March 31 marks the 175th anniversary of the birth of one of Scotland’s most prolific and versatile writers, Andrew Lang (1844-1912). The author or co-author of 249 volumes, Lang worked in fields as varied as anthropology, folklore, classical scholarship, Scottish history, poetry, drama, and children’s writing. As a perennially in-demand journalist, he also penned articles and reviews on an almost daily basis.
At the Centre for Research Collections, we hold a suitably diverse collection of 35 letters (Coll-732) from Andrew Lang to a number of literary and professional colleagues. The publications mentioned in these letters convey the full breadth of Lang’s interests: controversially pro-Jacobite studies of Mary Queen of Scots and Charles Edward Stuart, translations from Homer, an epic poem on Helen of Troy, a history of Oxford University, a study of three French Romantic poets, and anthologies of ballads and folktales.

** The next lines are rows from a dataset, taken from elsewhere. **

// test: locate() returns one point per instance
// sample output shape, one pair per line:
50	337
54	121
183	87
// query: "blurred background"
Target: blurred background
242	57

Although many of the letters are brief and business-like, they provide a vivid glimpse into the daily labour of a Late Victorian professional writer. There are letters asking magazine editors what they pay contributors; thanking his literary agent Hughes Massie for a cheque; requesting transcripts of historical manuscripts held by the British Museum; offering advice to young authors; submitting work on behalf of protégés; accepting or declining invitations to address clubs and societies; and turning down commissions when over-committed or short of inspiration.